Les jeunes zambiens qui connaissent la technologie sont divisés en nouvelles cyber-lois. Kellys Mushota, un utilisateur fréquent de réseaux sociaux et un jeune membre du Congrès de l’Union Zambia, a remarqué des changements dans le comportement en ligne:
« Depuis que cette loi a été adoptée, il y a eu une réduction du nombre de cas de harcèlement, ou même de la façon dont les utilisateurs interagissent de manière agressive sur les réseaux sociaux. Cependant, il y avait aussi un moins de personnes pour parler librement de questions telles que la gouvernance et la politique », a déclaré DW.
Déjà Joshua Seke, un chercheur de 22 ans, résidant à Kitwe, dit que les jeunes sont préoccupés par la possibilité que leurs conversations privées soient interceptées par les autorités. « Si nous regardons ce que les jeunes disent en ligne, cela signifie que maintenant je ne peux plus rire avec ma petite amie sur les réseaux? Le gouvernement lira-t-il vraiment tout ce que nous faisons? » Il a demandé.
D’un autre côté, Mary Ndau, 31 ans, résidant à Lusaca, a déclaré à DW que la législation pourrait dissuader les abus en ligne. « Les gens agiront correctement en ligne, ne montreront plus de comportements ou d’intimidation inappropriés, car ils sauront qu’ils peuvent être tenus responsables de la loi », a-t-il déclaré.
Hichilema: du critique à l’implémentateur
En tant que chef de l’opposition, le président Hichilema a critiqué à plusieurs reprises les cyber-lois, les décrivant comme des instruments de surveillance du gouvernement. Cependant, il a finalement promulgué des lois sur la cybersécurité encore plus restrictives.
Edrine Wanyama, de l’organisation CYPESA (collaboration pour la politique internationale des TIC en Afrique orientale et australe), basée dans un campal, a déclaré que la législation sur la cybersécurité n’était pas exclusive à la Zambie. Des pays comme l’Afrique du Sud, le Zimbabué, la Namibie et Maláui ont également mis en œuvre des lois similaires.

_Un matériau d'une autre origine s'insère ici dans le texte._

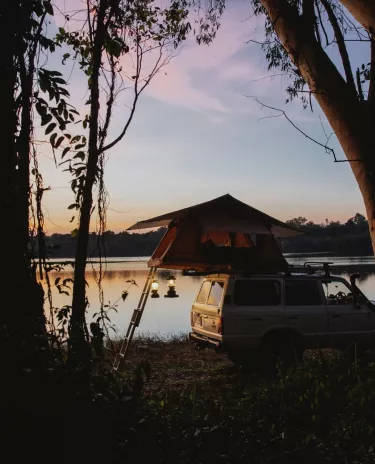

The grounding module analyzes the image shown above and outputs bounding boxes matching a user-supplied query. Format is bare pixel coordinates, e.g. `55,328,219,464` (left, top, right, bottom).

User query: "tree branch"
100,38,167,153
245,95,361,163
340,0,375,38
99,55,116,153
367,38,375,107
320,0,357,92
316,0,329,47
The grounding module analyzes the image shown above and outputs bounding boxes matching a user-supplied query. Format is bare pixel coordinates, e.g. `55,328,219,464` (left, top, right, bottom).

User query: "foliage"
251,0,371,108
103,338,375,463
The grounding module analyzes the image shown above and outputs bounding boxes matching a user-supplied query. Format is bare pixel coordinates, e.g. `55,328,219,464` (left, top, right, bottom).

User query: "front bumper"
189,332,224,351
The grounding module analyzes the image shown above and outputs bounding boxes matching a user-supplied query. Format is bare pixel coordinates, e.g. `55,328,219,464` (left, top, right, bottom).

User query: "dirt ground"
119,339,243,397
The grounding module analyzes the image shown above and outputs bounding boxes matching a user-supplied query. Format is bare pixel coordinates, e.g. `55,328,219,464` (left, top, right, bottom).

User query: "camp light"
151,280,160,298
164,275,178,298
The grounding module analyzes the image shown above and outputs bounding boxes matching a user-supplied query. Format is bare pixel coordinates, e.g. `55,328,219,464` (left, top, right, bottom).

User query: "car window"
207,280,224,306
322,279,353,305
285,280,322,306
197,280,211,303
233,279,281,306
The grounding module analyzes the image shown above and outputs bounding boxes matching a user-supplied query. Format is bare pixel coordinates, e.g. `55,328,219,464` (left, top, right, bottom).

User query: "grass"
109,334,375,464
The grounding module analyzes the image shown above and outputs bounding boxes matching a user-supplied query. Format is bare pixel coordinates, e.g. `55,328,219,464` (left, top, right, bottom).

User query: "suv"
190,267,375,362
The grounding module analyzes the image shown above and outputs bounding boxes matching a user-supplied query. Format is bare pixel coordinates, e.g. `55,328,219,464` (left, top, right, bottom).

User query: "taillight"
217,316,224,335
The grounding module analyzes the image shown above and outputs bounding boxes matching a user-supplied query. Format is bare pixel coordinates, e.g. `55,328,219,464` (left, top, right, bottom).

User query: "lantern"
151,280,160,298
164,275,178,298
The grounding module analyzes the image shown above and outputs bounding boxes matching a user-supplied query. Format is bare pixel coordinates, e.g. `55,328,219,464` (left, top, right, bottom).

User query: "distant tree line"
41,213,372,258
281,213,372,256
47,227,166,259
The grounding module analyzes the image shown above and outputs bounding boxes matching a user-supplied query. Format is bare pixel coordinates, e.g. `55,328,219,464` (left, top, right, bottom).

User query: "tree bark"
70,0,107,362
261,0,375,252
340,0,375,38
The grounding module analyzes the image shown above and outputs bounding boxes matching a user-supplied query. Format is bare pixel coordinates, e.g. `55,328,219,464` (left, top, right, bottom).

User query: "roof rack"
288,261,338,277
182,261,338,277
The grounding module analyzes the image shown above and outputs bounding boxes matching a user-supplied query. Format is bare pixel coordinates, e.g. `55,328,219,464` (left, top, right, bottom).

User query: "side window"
285,280,322,306
207,281,224,306
322,280,353,305
196,280,211,304
233,279,281,306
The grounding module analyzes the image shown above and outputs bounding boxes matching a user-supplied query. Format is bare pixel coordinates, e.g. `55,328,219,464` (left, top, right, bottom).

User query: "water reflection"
44,257,375,334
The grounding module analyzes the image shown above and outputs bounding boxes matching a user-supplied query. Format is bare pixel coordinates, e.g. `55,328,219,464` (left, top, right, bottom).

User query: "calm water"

« Les pays ont tendance à copier des pratiques des autres et à les appliquer en interne », a-t-il déclaré à DW. « C’est comme un virus qui continue de se propager à travers le continent, et ces lois ont été efficaces pour que les gouvernements contrôlent l’expression, l’accès à l’information, la réunion et l’association dans l’espace numérique. »
La Fondation ouest-africaine de Medium a également dénoncé l’augmentation des cyber-lois restrictives qui violent la liberté d’expression et la vie privée dans des pays comme le Nigéria, le Cameroun, la Côte d’Ivoire, le Bénin et le Niger.